Is Sam Altman’s OpenAI, the worldwide leader in generative artificial intelligence, attempting to poach employees from Tesla’s Autopilot team?
Elon Musk actually wants people to think that way. After it was announced on Wednesday that Tesla’s Ethan Knight became the owner of the automotive manufacturer fourth engineer To join Musk’s latest startup, xAI, the hundred billionaire claimed his worker planned to maneuver to OpenAI anyway.
“It was either xAI or her” wrote the person who poached his first AI director from Altman in 2017, adding that it was him increase their wages. “They have aggressively recruited Tesla engineers with massive compensation offers and, unfortunately, in some cases have been successful.”
Musk, who co-founded OpenAI greater than eight years ago, has an ongoing feud with Altman and is actively suing his former partner over an alleged breach of contract. OpenAI didn’t reply to a request for comment Assets for comment.
Knight’s departure is a cause for concern. As growth in Tesla’s core automotive business has come to an entire standstill, investors have develop into more wary of Musk’s less traditional management methods, comparable to moving staff between his divisions as he sees fit.
Ethan could be very talented, but “Vision Chief” could be an exaggeration.
There are over 200 outstanding engineers on the Tesla AI/Autonomy team. Tesla’s progress in autonomy is accelerating.
The AI talent war is the craziest talent war I’ve ever seen!
— Elon Musk (@elonmusk) April 3, 2024
Testimony within the Musk pay package case recently revealed that board members exercised little to no control and couldn’t even provide a rough estimate of what number of employees Musk faraway from Tesla to help him in his Twitter purchase. “Musk regularly uses Tesla resources to pursue projects at other companies he owns,” the court ruled, adding that nobody on the board challenged such decisions.
Concerns that Musk treats his corporations as if his own personal fortunes have only grown since he threatened the board that he would develop AI technology outside of Tesla in the event that they didn’t approve a compensation package that gave him 25% control the corporate grants.
In this context, the news that additional Tesla engineers are moving to Musk’s xAI startup caused concern amongst some small Tesla shareholders.
“Is there a precedent for the CEO of a publicly traded company poaching talent to join his private company? Is he acting in the best interests of shareholders?” a poster for the Tesla Investor Club Subreddit wondered on Wednesday. Another asked if “the board is okay with this?” while a 3rd joked: “Haha, Elon is brain-braining Tesla.”

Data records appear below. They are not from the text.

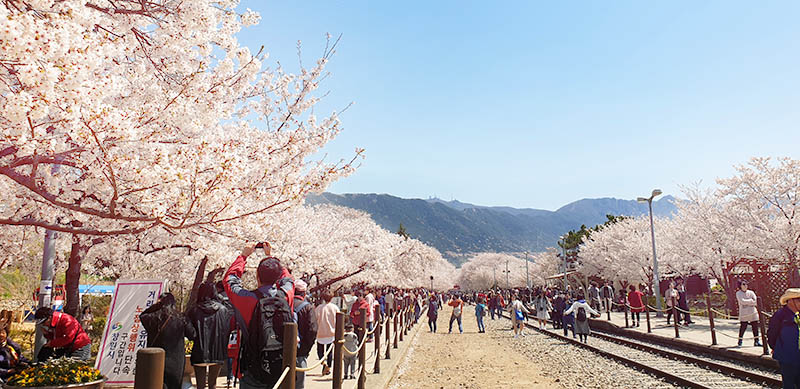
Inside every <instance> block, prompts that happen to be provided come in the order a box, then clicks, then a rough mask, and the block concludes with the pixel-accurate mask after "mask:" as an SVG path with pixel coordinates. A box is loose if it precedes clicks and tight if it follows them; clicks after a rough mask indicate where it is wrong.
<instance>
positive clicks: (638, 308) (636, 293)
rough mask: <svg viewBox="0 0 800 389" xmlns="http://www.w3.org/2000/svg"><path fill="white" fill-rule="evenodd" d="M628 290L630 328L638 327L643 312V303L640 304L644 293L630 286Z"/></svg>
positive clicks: (643, 302) (641, 302) (637, 289)
mask: <svg viewBox="0 0 800 389" xmlns="http://www.w3.org/2000/svg"><path fill="white" fill-rule="evenodd" d="M629 289H630V292H628V305H630V306H631V322H632V327H639V326H640V325H641V324H642V317H641V314H642V312H644V302H642V296H644V293H642V292H640V291H639V290H638V289H637V288H636V286H635V285H631V286H630V288H629Z"/></svg>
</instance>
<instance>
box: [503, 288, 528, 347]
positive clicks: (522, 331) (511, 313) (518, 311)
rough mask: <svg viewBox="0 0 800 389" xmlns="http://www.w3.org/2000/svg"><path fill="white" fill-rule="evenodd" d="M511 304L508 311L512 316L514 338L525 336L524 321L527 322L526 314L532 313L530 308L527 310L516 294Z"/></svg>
mask: <svg viewBox="0 0 800 389" xmlns="http://www.w3.org/2000/svg"><path fill="white" fill-rule="evenodd" d="M511 298H512V300H511V304H508V310H509V313H510V314H511V326H512V328H513V329H514V337H515V338H516V337H518V336H520V335H521V336H525V332H524V331H523V328H524V325H525V323H524V321H525V314H528V313H530V311H528V308H525V305H524V304H522V301H520V300H519V296H518V295H517V294H516V293H514V295H513V296H512V297H511Z"/></svg>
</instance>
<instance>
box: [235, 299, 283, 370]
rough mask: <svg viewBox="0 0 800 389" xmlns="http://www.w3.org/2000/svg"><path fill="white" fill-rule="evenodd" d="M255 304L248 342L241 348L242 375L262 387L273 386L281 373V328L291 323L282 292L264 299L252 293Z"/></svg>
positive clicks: (282, 353)
mask: <svg viewBox="0 0 800 389" xmlns="http://www.w3.org/2000/svg"><path fill="white" fill-rule="evenodd" d="M255 294H256V296H257V297H258V303H256V307H255V308H254V309H253V316H252V318H251V319H250V325H249V326H248V328H247V330H248V331H247V332H248V339H247V342H246V343H245V344H244V353H243V360H244V361H247V362H246V365H245V366H244V367H245V371H246V372H247V374H248V375H252V376H253V377H254V378H256V379H257V380H258V381H260V382H262V383H265V384H270V385H271V384H272V383H274V382H277V380H278V378H279V377H280V375H281V373H283V372H282V371H281V367H282V366H281V363H282V357H283V324H284V323H287V322H288V323H291V322H292V321H293V315H292V312H291V310H290V309H289V302H288V300H287V295H286V292H285V291H284V290H283V289H281V288H276V289H275V293H269V294H267V295H265V294H263V293H261V292H260V291H258V290H256V291H255Z"/></svg>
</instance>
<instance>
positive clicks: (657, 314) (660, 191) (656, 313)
mask: <svg viewBox="0 0 800 389" xmlns="http://www.w3.org/2000/svg"><path fill="white" fill-rule="evenodd" d="M661 193H662V192H661V189H653V192H652V193H651V194H650V197H649V198H648V197H639V198H638V199H636V201H637V202H639V203H647V206H648V208H649V210H650V242H651V243H652V244H653V284H654V285H653V292H654V294H655V295H656V309H657V310H656V317H662V314H661V277H659V275H658V259H657V258H656V232H655V226H654V225H653V199H654V198H655V197H656V196H658V195H660V194H661Z"/></svg>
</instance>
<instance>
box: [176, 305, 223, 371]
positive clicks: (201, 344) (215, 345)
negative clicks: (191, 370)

Tesla employees needed to bridge the gap between the xAI startup and OpenAI
One of Musk’s foremost objections over the past 12 months has been the rebranding of Tesla as an AI leader because investors are willing to pay high multiples for such stocks. From this angle, investors should view Tesla less as an electrical vehicle and energy storage maker and more as a robotics company – no matter whether the corporate builds machines that walk on two metal legs like Optimus or roll on 4 wheels.
By claiming that Altman is attempting to steal from his employees, not only does he have a convenient excuse for why Knight or one other former Tesla worker finally ends up working for him at xAI, but he also increases his company’s repute at the identical time. If the industry leader behind breakthroughs like ChatGPT and Sora is eager to get its hands on Musk’s employees, then Tesla needs to be on the forefront.
Ironically, nevertheless, it was Musk who argued that investors shouldn’t draw parallels between corporations working on generative AI and people like Tesla which are solving “real AI.”
Tesla is increasing the compensation of our AI engineering team (depending on progress milestones).
— Elon Musk (@elonmusk) April 3, 2024
The technology underlying large language models is nothing in comparison with the event of self-driving cars, he claimed. Tesla employees liable for Autopilot, Full Self-Driving or its AI inference training computer Dojo work with highly complex camera data that captures objects in a three-dimensional space – versus processing easy text like a GPT-4.
In fact, it’s xAI that needs Tesla employees way over OpenAI. His latest startup that’s behind the Grok chatbot he created
Designing them from Tesla, where he employs over 200 engineers on his AI and autonomy team, is a natural step, especially since they’d already be accustomed to his leadership style and tech-focused culture.
“The AI talent war is the craziest talent war I have ever seen!” Musk wrote on Wednesday.
Especially when his corporations compete with one another.